Helene Marcarover

from Wikipedia, the free encyclopedia
Helene Marcarover: Self-Portrait, 1952 (Karlsruhe, Badische Landesbibliothek )

Helene Marcarover , actually Elena Dmitrowna Markarian (born July 22, 1900 or 1904 in Ciechocinek ( Poland ), † 1992 in Königheim ), was a German painter , draftsman and poet .

Life

Little information can be determined with certainty about Helene Marcarover's biography up to 1944. The artist repeatedly changed her details in the course of her later life, probably out of fear of persecution, starting with her name and date of birth to her various places of residence, activities and employers. There are few sources other than her own records.

Marcarover was therefore the daughter of a civil servant of Armenian origin and a Baltic German mother. Due to the father's changing places of work, the family had to move frequently; Marcarover lived as a child temporarily in St. Petersburg and Moscow before moving to Cuciurul-Mic ( Romania ) around 1925 , where distant relatives lived. By this time her parents and siblings had died, partly in World War I , partly from illness, and she had survived some serious illnesses herself (including scarlet fever and tuberculosis ).

Marcarover worked there in various positions, including as a housemaid and nanny and as an office worker in the nearby Chernivtsi . There she began to draw again, in addition to the struggle for a sufficient living, and to pursue her artistic inclination. In Chernivtsi she met the much older art historian and lawyer Wladimir Sergej von Zalozieckyj (1884–1965), who was probably her great love.

When Romania fell to the Soviet Union in 1944 , Marcarover was forced to flee. In 1947 she came to Waldenhausen ( Wertheim ) via the Carpathians , Upper Silesia and Thuringia . During the years of her flight she was temporarily used by the German Wehrmacht as an interpreter . In 1949 she suffered a serious back injury in an accident and a heart attack in 1950. As a result, she spent many months in various hospitals and was in poor health.

In 1952 she moved to Tauberbischofsheim , where she devoted herself entirely to painting, occasionally writing poetry and becoming a writer. While she was well known in her place of residence, had several exhibitions of her works and was also repeatedly present with poems and pictures in the local newspaper, she did not achieve a major breakthrough as an artist. She died in the spring of 1992 in a retirement home in Königheim.

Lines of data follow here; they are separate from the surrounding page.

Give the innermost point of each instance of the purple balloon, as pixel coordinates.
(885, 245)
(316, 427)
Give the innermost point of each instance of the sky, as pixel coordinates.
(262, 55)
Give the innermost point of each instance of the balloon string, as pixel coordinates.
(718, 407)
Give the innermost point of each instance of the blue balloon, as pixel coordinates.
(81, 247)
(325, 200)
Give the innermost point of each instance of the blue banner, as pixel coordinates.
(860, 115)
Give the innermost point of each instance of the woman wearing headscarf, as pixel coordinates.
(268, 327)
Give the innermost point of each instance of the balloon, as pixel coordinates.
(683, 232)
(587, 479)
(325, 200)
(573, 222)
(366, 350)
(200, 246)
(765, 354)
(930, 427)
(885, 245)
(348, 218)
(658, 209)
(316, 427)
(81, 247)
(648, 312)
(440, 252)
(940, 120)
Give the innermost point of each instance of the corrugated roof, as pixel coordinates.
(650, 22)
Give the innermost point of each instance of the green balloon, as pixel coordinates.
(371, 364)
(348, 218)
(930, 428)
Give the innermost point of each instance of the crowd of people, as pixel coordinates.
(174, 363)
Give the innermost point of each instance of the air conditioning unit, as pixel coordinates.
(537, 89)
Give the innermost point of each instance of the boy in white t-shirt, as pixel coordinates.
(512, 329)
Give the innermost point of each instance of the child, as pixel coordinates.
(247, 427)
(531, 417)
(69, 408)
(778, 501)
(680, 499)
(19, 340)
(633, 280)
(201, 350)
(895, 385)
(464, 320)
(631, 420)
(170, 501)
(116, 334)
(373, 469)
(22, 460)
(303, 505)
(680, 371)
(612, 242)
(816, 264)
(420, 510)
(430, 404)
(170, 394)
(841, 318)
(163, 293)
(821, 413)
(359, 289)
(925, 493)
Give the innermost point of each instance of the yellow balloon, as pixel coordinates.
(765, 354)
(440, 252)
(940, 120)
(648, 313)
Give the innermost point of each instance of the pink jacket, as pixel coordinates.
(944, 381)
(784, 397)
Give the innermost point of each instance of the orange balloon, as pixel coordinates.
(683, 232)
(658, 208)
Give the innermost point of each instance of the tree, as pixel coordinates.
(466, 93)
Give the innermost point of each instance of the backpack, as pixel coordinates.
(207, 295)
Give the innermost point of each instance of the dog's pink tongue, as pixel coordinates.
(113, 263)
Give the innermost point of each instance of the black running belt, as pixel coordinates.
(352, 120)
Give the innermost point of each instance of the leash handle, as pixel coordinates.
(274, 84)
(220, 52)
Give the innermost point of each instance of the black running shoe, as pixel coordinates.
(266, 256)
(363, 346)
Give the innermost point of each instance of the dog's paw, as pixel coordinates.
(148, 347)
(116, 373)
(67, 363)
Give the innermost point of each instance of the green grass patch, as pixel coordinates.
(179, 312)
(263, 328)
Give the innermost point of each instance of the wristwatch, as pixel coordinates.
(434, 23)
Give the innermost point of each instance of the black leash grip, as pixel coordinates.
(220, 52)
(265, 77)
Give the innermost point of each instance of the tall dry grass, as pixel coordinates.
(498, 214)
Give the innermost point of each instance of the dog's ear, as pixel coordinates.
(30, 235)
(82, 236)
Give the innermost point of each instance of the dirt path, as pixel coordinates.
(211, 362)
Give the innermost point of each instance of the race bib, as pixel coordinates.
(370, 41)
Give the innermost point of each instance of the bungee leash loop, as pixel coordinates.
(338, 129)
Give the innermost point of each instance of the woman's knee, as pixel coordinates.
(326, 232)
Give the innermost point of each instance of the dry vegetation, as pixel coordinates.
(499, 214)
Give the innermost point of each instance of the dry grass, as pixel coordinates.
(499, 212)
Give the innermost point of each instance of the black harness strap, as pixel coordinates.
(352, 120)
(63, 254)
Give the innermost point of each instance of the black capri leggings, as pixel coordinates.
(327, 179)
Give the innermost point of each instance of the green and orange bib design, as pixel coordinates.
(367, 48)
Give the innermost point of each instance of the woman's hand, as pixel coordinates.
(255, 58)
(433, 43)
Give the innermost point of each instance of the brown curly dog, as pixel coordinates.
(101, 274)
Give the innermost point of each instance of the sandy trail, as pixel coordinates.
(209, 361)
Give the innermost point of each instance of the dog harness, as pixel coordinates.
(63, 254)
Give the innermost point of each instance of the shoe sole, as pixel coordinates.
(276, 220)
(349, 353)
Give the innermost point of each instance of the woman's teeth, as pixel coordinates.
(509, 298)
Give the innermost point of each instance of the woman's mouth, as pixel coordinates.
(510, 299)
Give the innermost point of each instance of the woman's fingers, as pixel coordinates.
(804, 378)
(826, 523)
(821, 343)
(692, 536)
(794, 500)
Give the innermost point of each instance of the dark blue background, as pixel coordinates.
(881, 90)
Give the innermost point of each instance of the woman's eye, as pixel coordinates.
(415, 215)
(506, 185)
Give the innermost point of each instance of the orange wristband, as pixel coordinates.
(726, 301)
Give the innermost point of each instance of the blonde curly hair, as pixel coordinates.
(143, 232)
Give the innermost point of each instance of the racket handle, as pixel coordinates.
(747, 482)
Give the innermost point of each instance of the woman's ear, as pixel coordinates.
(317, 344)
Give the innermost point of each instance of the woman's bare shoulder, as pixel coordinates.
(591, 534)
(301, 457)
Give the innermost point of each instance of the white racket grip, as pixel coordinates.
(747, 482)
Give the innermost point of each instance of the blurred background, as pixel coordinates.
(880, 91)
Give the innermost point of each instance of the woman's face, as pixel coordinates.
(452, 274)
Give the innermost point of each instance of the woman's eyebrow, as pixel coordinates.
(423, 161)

Her estate has been in the Badische Landesbibliothek in Karlsruhe since 2012 .

literature

  • Axtmann, Alexandra / Stello, Annika (eds.): Language pictures - picture language. The artists Helene Marcarover and Georg Alexander Mathéy . Karlsruhe 2017.
  • Marcarover, Elena: People who haven't been there. Stories. Edited by Andreas Golm and Christoph Mackert. Frankfurt 1992.
  • Marcarover, Helene: Fragments. Poems and pictures. Edited by Christoph Mackert and Gunther Schmidt. Lauda-Koenigshofen [1984].

Web links

Individual evidence

  1. ^ S. Mackert / Golm 1992, p. 80.
  2. See Axtmann / Stello 2017, p. 15.
  3. ^ S. Mackert / Golm 1992, p. 80.
  4. This is what the documents in the Marcarover estate come from: Karlsruhe, SU, K 3238.